Serta memberi perlindungan kepada siapa pun –bahwa dalam aktivitas di media sosial itu ada aturan ada etika yang harus dipatuhi. Dengan demikian, UU sejatinya mempunyai dua sisi sekaligus. Satu sisi ia memberikan kebebasan dengan menjaga hak-hak para pengguna media sosial.
Tetapi di sisi yang lain, ia juga membatasi sedini mungkin, bahwa kebebasan itu bukanlah dalam arti “sebebas-bebasnya”, yang mengakibatkan kerugian bagi orang lain dengan munculnya ujaran kebencian, hoax, pencemaran nama baik, dan rasisme.
Saya kira kedua sisi inilah yang hilang ketika orang meributkan UU ITE sekarang. Orang hanya melihat satu sisi, yakni sisi negatifnya. Padahal, sisi positifnya yang bisa digunakan untuk membangun iklim yang sejuk, dewasa, dan beradab dalam lalu lintas komunikasi di dunia maya, justru hilang dari pantauan sementara orang.

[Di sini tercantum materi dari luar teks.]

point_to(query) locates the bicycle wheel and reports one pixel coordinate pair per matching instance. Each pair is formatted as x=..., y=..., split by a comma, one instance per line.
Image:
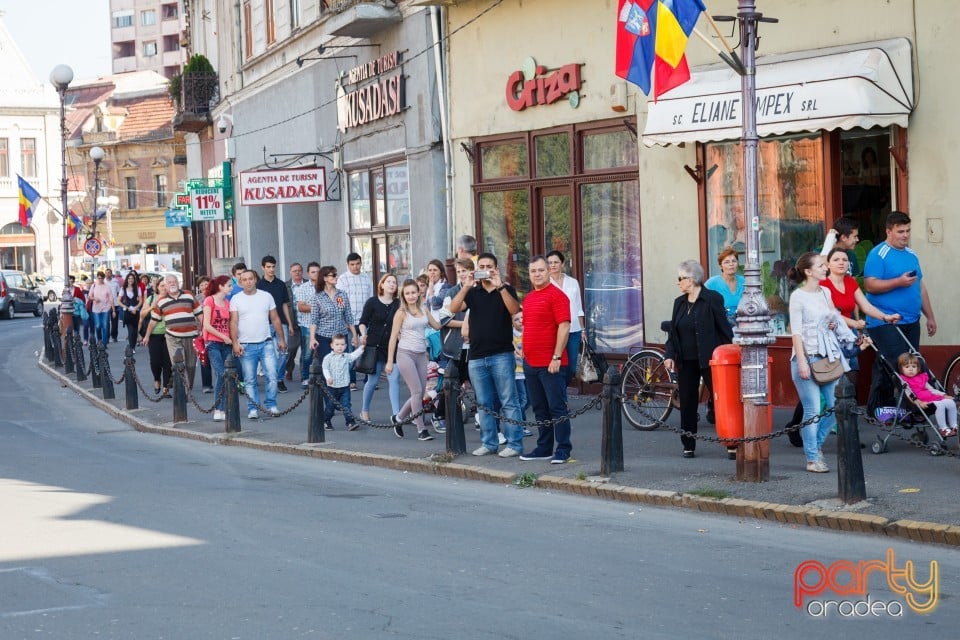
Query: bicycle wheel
x=648, y=390
x=951, y=376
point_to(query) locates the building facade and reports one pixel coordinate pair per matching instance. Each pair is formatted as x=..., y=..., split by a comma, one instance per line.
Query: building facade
x=129, y=117
x=145, y=36
x=853, y=116
x=347, y=89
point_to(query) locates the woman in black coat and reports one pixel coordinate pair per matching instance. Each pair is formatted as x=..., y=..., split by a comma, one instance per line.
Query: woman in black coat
x=698, y=326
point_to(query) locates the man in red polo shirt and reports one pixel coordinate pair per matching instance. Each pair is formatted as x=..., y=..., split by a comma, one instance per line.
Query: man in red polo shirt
x=546, y=326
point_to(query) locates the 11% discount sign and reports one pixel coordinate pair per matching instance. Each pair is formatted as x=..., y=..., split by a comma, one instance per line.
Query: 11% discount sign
x=207, y=203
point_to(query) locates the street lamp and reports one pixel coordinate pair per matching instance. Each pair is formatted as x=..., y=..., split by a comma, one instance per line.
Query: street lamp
x=96, y=154
x=60, y=77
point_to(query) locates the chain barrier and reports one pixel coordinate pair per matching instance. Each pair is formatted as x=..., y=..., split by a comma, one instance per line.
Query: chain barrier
x=107, y=373
x=159, y=394
x=550, y=422
x=427, y=408
x=914, y=439
x=241, y=387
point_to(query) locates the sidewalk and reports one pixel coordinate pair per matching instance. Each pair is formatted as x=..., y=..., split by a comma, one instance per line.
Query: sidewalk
x=907, y=489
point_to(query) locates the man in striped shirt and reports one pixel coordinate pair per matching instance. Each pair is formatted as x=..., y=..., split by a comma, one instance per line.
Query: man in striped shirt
x=180, y=311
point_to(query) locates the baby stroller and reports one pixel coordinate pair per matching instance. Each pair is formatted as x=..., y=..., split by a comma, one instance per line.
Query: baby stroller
x=905, y=413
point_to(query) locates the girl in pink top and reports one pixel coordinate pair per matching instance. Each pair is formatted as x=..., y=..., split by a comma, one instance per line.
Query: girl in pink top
x=919, y=383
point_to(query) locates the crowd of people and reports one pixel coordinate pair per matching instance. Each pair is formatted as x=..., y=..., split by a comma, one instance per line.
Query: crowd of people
x=828, y=310
x=412, y=331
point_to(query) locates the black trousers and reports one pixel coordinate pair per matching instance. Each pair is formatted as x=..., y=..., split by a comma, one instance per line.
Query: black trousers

UU ITE dan Kewarasan Ruang Publik
UU ITE sangat perlu diberdayagunkan untuk menjaga kewarasan di ruang publik-virtual. Sebab, kewarasan dan kedewasaan ruang publik-virtual adalah pertanda sehatnya suatu masyarakat.
Masyarakat yang waras tergantung pada individu-individu yang waras. Waras dimaksud di sini adalah kemauan menjaga rasionalitas, keberadaban serta akal sehat publik.
Dengan ketiga unsur ini, –yakni rasionalitas, keberadaban serta akal sehat –diharapkan persatuan, persaudaraan, perdamaian, keutuhan Negara, keberagaman, dan segala hal positif lainnya bias terjaga.
Sehat dan warasnya ruang publik tergantung pada individu-individu di ruang publik. Bila nilai-nilai positif yang suarakan di ruang publik oleh para maka perdamaian dan kesatuan yang akan terjadi.
Jika sebaliknya, ruang publik dipenuhi dengan ujaran kebencian, hoax, rasisme, dan intoleransi, maka kegaduhan yang akan terjadi. Salah satu tempat menyuarakan dan debat public itu adalah lewat media sosial.
Mengapa penting merawat kewarasan publik lewat media sosial? Pertama adalah karena hubungan dan relasi manusia di era digital ini berbeda jauh sebelum era digital.
Relasi di era digital itu bersifat maya, tidak real, jauh di sana, dan bukan dunia nyata. Relasi ini terjadi melalui media sosial, baik itu Facebook, Twitter, Instagram, YouTube, dan sederet media lainnya.
Hubungan yang berbasis maya, tentu berimplikasi terhadap hubungan manusia di dunia nyata dalam kehidupan sehari-hari. Hal yang sama bisa dikatakan, dunia maya yang sehat, yang suka menyebarkan kedamaian, persaudaraan, dan keutuhan NKRI, menunjukkan dunia nyatanya juga sehat.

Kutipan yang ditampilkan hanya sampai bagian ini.